Product Reviews

Delegate NT Administration

Trusted Enterprise Manager lets systems administrators sleep at night.

• By Mike Gunderloy
• 01/01/2000

If you’re responsible for managing a large network with a Windows NT backbone, sooner or later you run up against a simple problem: By default, nearly every bit of user management has to be done by members of the Domain Admins group. Unfortunately, this group has awesome powers to mess up things if its members aren’t careful. This leaves you with two unattractive choices:

• Put a lot of users in the Domain Admins group and hope no one causes a disaster.

• Keep the Domain Admins group small, and require a few administrators to take care of every lost password and group membership request.

Trusted Enterprise Manager (TEM) offers a third option. This client/server software allows you to define groups of trusted users who can perform a limited subset of the domain’s administrative functions. For example, the people who answer the phone at your corporate help desk could be empowered to reset passwords and change group membership—but nothing else!

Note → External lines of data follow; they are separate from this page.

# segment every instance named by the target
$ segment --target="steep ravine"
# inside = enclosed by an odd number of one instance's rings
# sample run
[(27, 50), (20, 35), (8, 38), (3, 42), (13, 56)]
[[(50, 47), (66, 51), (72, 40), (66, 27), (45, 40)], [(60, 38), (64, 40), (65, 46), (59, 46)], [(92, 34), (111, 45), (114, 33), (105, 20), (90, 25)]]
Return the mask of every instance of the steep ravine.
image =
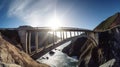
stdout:
[(28, 54), (20, 51), (0, 35), (0, 67), (49, 67), (37, 63)]

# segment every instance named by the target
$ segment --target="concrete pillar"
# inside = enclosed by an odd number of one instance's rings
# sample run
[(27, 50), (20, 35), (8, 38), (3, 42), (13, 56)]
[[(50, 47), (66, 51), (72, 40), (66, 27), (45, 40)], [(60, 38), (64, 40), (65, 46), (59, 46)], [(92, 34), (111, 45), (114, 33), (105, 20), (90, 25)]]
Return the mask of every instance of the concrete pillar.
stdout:
[(55, 32), (53, 31), (53, 45), (55, 44), (54, 38), (55, 38)]
[(28, 32), (25, 33), (25, 52), (28, 53)]
[(74, 36), (75, 36), (75, 31), (74, 31)]
[(63, 33), (63, 40), (65, 39), (65, 36), (64, 36), (64, 31), (62, 32)]
[(38, 32), (36, 32), (35, 35), (35, 46), (36, 46), (36, 52), (38, 52)]
[(67, 39), (67, 31), (66, 31), (66, 39)]
[(72, 33), (71, 33), (71, 31), (70, 31), (70, 37), (72, 37)]
[(29, 54), (31, 54), (31, 32), (29, 32), (29, 37), (28, 37), (28, 45), (29, 45)]
[(61, 41), (62, 41), (62, 31), (60, 31), (60, 38), (61, 38)]
[(77, 31), (77, 36), (79, 35), (79, 31)]

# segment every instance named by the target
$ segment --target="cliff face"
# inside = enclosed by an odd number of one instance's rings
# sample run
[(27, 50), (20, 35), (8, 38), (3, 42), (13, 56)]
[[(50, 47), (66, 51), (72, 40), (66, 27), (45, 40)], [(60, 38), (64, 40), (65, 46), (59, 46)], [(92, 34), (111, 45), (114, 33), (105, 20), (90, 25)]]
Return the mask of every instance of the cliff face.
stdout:
[(0, 65), (3, 67), (49, 67), (34, 61), (28, 54), (4, 40), (0, 35)]

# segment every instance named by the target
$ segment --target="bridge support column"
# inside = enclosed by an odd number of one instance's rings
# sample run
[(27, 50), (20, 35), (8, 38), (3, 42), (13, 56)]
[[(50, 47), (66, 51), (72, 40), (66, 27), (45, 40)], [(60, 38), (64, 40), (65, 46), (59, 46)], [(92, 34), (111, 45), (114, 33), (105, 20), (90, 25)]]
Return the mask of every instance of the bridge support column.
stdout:
[(28, 45), (29, 45), (29, 54), (31, 54), (31, 32), (29, 32)]
[(72, 37), (71, 31), (70, 31), (70, 37)]
[(60, 38), (61, 38), (61, 41), (62, 41), (62, 31), (60, 31)]
[(77, 36), (79, 35), (79, 31), (77, 31)]
[(53, 31), (53, 45), (55, 44), (55, 31)]
[(25, 52), (28, 53), (28, 32), (25, 33)]
[(66, 31), (66, 39), (67, 39), (67, 31)]
[(75, 31), (74, 31), (74, 36), (75, 36)]
[(36, 32), (35, 35), (35, 46), (36, 46), (36, 52), (38, 52), (38, 32)]
[(64, 31), (62, 33), (63, 33), (63, 40), (64, 40), (65, 39)]

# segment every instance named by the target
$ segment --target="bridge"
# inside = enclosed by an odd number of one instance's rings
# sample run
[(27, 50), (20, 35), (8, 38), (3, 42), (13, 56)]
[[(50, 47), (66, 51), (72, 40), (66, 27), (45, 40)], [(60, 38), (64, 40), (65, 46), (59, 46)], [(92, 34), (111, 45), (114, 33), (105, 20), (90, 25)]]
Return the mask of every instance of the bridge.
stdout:
[[(5, 32), (5, 30), (9, 32)], [(5, 36), (9, 35), (8, 37), (11, 40), (13, 39), (13, 41), (20, 39), (23, 50), (34, 59), (37, 59), (37, 57), (44, 55), (67, 41), (75, 41), (82, 37), (89, 39), (95, 47), (102, 44), (102, 48), (105, 49), (106, 52), (108, 51), (106, 53), (108, 54), (110, 50), (108, 47), (110, 46), (106, 44), (119, 44), (119, 38), (117, 37), (120, 33), (120, 26), (102, 31), (92, 31), (73, 27), (60, 27), (59, 29), (53, 30), (49, 27), (20, 26), (19, 28), (3, 28), (0, 29), (0, 32), (5, 34)], [(16, 34), (18, 34), (18, 37), (14, 38)], [(115, 43), (114, 40), (111, 40), (113, 37), (116, 38), (115, 40), (118, 39)], [(88, 45), (84, 44), (84, 46)], [(84, 51), (86, 52), (88, 51), (86, 48), (83, 49), (85, 49)], [(80, 59), (82, 59), (83, 56), (84, 55), (81, 55)], [(109, 54), (107, 58), (109, 58)]]
[(60, 27), (53, 30), (49, 27), (21, 26), (17, 28), (24, 51), (31, 56), (43, 55), (60, 46), (62, 43), (78, 37), (86, 37), (98, 44), (97, 33), (88, 29)]

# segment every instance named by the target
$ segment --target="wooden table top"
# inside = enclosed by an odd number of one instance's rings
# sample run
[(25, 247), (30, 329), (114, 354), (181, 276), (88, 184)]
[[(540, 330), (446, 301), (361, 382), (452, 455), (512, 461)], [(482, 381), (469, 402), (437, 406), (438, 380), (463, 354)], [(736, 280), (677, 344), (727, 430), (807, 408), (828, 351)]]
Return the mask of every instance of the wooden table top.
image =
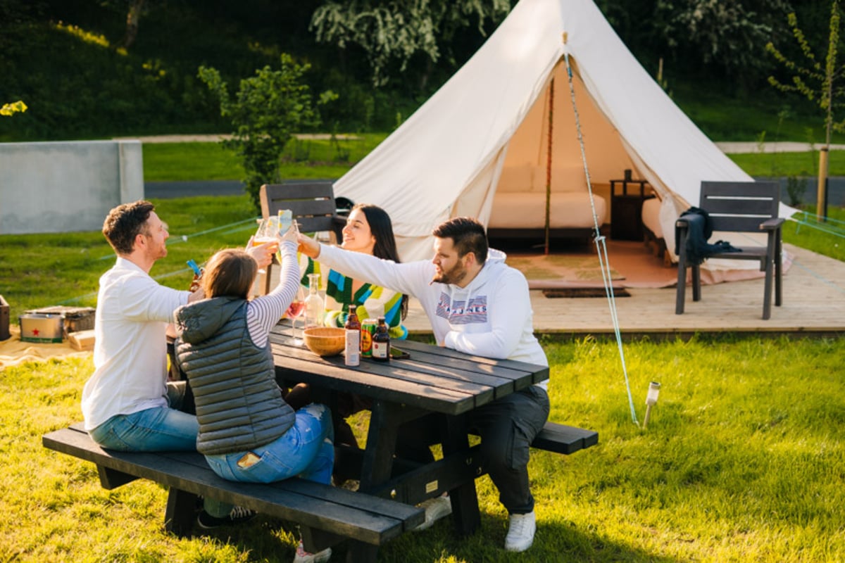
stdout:
[(270, 336), (279, 377), (353, 392), (444, 414), (461, 414), (548, 377), (548, 368), (461, 354), (441, 346), (395, 341), (405, 360), (344, 365), (343, 355), (320, 357), (291, 344), (283, 320)]

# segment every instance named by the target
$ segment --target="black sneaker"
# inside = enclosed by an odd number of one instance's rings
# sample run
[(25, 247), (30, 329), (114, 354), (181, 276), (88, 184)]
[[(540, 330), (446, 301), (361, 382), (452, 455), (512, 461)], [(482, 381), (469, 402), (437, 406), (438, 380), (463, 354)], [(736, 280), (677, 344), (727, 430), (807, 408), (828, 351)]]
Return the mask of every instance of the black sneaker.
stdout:
[(221, 518), (211, 516), (204, 510), (199, 512), (199, 515), (197, 517), (197, 523), (199, 524), (199, 528), (210, 530), (221, 526), (243, 524), (245, 522), (249, 522), (254, 517), (255, 511), (244, 508), (243, 506), (235, 506), (232, 509), (232, 512), (230, 512), (228, 515)]

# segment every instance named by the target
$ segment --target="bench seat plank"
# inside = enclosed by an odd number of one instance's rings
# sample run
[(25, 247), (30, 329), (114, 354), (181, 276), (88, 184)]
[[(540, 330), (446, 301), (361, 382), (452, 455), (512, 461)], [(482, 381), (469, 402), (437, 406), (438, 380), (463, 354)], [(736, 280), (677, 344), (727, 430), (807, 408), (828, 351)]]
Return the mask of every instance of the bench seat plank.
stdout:
[(547, 422), (531, 447), (556, 453), (570, 454), (598, 443), (598, 432), (575, 426)]
[(374, 545), (399, 536), (425, 518), (424, 511), (416, 506), (304, 479), (267, 485), (227, 481), (211, 471), (204, 457), (196, 452), (106, 452), (79, 426), (50, 432), (42, 437), (42, 443), (99, 467)]

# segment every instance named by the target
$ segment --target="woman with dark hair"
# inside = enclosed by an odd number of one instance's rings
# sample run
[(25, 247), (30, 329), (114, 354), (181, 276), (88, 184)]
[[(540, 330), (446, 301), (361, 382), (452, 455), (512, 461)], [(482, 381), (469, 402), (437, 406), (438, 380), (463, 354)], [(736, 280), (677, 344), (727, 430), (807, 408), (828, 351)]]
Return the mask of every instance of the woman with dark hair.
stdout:
[[(194, 392), (197, 450), (221, 478), (270, 483), (296, 475), (329, 484), (335, 461), (331, 413), (323, 404), (294, 410), (275, 382), (270, 331), (299, 286), (297, 229), (281, 238), (281, 275), (273, 291), (248, 300), (258, 264), (244, 251), (222, 250), (202, 279), (205, 299), (176, 310), (177, 362)], [(215, 518), (199, 517), (209, 528)], [(330, 549), (294, 563), (326, 561)]]
[[(393, 236), (393, 224), (387, 212), (371, 203), (358, 203), (352, 207), (343, 228), (341, 246), (355, 252), (363, 252), (379, 258), (400, 262), (396, 241)], [(301, 255), (300, 270), (303, 284), (308, 285), (308, 274), (320, 274), (320, 289), (325, 290), (325, 317), (328, 327), (342, 327), (346, 322), (349, 306), (357, 306), (358, 318), (384, 317), (390, 328), (390, 338), (401, 339), (408, 331), (402, 319), (408, 314), (408, 296), (393, 290), (352, 279), (334, 270), (321, 268), (319, 263)], [(305, 259), (308, 262), (305, 262)]]

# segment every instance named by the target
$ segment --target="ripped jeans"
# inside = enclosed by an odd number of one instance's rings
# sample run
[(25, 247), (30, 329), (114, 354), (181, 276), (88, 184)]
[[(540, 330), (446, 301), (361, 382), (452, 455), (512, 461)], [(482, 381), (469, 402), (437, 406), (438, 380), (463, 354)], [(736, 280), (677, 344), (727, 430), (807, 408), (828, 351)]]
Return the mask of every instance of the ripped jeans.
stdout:
[[(269, 444), (245, 452), (207, 455), (205, 459), (215, 474), (230, 481), (271, 483), (299, 475), (329, 485), (335, 464), (334, 438), (329, 408), (312, 403), (297, 410), (293, 425)], [(252, 459), (239, 465), (245, 457)]]

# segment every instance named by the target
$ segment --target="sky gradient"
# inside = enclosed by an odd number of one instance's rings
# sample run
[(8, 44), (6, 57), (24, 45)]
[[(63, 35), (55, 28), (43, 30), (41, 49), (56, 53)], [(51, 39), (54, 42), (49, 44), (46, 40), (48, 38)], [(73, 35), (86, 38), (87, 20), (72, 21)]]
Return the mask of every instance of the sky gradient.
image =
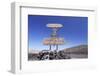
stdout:
[(43, 45), (43, 39), (50, 37), (52, 33), (52, 30), (46, 27), (48, 23), (63, 25), (58, 34), (65, 39), (65, 45), (59, 46), (59, 49), (88, 44), (88, 17), (28, 15), (29, 49), (49, 48)]

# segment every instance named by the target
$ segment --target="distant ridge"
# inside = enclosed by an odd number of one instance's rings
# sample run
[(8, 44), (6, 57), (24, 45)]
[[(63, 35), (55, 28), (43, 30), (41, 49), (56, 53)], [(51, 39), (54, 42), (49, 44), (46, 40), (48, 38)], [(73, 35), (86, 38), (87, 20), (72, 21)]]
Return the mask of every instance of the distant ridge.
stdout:
[(64, 50), (65, 53), (82, 53), (87, 54), (88, 53), (88, 45), (78, 45), (71, 48), (66, 48)]

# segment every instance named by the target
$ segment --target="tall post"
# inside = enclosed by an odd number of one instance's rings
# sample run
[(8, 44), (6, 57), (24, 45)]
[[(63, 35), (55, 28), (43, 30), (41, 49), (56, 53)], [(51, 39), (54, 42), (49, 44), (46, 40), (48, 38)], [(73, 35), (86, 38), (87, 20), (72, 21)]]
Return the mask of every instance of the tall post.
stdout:
[(51, 50), (51, 45), (49, 45), (50, 47), (49, 47), (49, 50)]

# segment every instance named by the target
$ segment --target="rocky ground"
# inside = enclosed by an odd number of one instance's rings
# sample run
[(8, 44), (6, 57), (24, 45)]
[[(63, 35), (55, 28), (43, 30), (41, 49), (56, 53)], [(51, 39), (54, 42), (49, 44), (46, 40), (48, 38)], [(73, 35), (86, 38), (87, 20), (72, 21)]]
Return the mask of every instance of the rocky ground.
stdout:
[(29, 53), (28, 60), (59, 60), (59, 59), (73, 59), (73, 58), (87, 58), (88, 46), (79, 45), (59, 51), (45, 51), (39, 53)]

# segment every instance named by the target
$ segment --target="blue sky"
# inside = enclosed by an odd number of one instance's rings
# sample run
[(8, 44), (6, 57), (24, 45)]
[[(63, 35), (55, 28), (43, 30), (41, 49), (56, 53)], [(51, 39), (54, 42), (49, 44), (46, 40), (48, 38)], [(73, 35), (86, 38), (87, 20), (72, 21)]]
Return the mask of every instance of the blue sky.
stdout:
[(48, 46), (42, 43), (43, 39), (50, 37), (52, 33), (52, 30), (46, 27), (48, 23), (63, 25), (58, 34), (65, 39), (65, 45), (59, 46), (59, 49), (88, 44), (88, 17), (28, 15), (29, 49), (48, 49)]

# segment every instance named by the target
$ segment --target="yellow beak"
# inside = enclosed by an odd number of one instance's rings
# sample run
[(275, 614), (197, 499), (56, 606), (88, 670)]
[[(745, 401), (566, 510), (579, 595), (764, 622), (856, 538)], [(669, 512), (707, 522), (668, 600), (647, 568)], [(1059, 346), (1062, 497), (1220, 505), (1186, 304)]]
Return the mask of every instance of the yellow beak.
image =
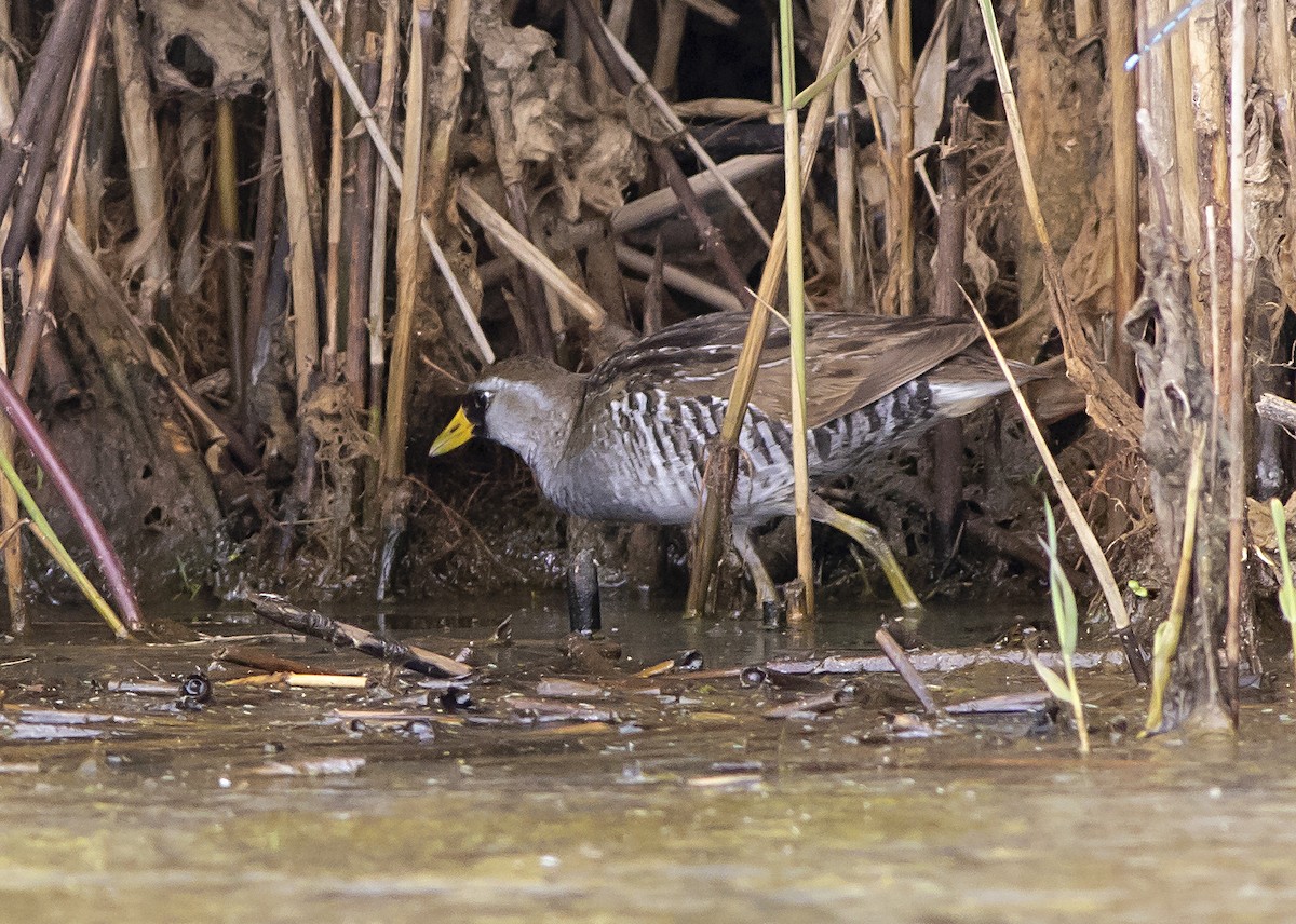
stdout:
[(459, 408), (455, 419), (446, 425), (439, 437), (432, 441), (432, 448), (428, 450), (428, 455), (443, 456), (451, 450), (457, 450), (472, 438), (473, 425), (468, 420), (468, 415), (464, 413), (464, 408)]

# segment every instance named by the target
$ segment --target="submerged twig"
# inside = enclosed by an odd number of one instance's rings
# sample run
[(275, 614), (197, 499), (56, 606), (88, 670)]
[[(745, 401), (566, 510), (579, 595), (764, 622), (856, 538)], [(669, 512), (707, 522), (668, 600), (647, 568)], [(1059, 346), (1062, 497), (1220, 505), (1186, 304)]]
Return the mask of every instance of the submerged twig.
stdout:
[(376, 657), (389, 664), (428, 676), (468, 676), (473, 669), (445, 654), (437, 654), (426, 648), (404, 645), (399, 641), (382, 639), (359, 626), (330, 619), (311, 609), (302, 609), (273, 594), (249, 594), (248, 603), (258, 616), (288, 626), (298, 632), (324, 639), (340, 648), (355, 648), (362, 654)]

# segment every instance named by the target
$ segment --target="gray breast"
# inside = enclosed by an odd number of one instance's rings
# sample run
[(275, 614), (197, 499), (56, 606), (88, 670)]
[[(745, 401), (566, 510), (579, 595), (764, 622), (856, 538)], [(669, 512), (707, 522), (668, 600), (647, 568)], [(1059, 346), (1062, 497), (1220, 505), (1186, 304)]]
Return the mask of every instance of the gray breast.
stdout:
[[(555, 496), (591, 520), (688, 524), (697, 512), (706, 445), (721, 432), (728, 402), (673, 398), (661, 389), (627, 391), (584, 408)], [(871, 454), (936, 419), (924, 380), (815, 428), (807, 435), (813, 481), (845, 474)], [(749, 408), (739, 439), (734, 518), (761, 522), (792, 511), (791, 429)]]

TEM consists of a server and client application. The server application runs on one or more of your domain controllers and logs on, using a privileged account. The client application communicates with the server application, not with the underlying Windows NT structure directly. This enables the server to do its own security checking and decide whether a particular operation should be allowed. Indeed, because the clients get their information from the server, the assigned administrators don’t even see accounts or operations that they can’t work with. A nice touch is the Quick Password Reset dialog. TEM makes password resets super easy to do, which solves a large number of help desk calls.

Quick Password Reset is just one of many functions you can delegate in Trusted Enterprise Manager.

TEM lets you delegate many functions in addition to password management:

• Changing account information

• Deleting users

• Enabling RAS access

• Forcing a password change

• Modifying logon hours

• Modifying user profiles

• Changing group membership

For large domain structures, TEM offers distributed and cached security information. This adds fault tolerance to your network’s user management, and things like the refresh rate for cached information can be adjusted for the best balance of performance and concurrency. TEM also integrates with Microsoft Exchange, so you can delegate the creation and modification of Exchange mailboxes, as well as other user administration tasks.

All in all, Trusted Enterprise Manager is a polished solution that will come in handy in many large enterprises. It appears that MDD takes security very seriously. Despite having been out for three versions now, there have been no reports of security holes in TEM at any of the major security sites I monitor—which is more than you can say for Windows NT.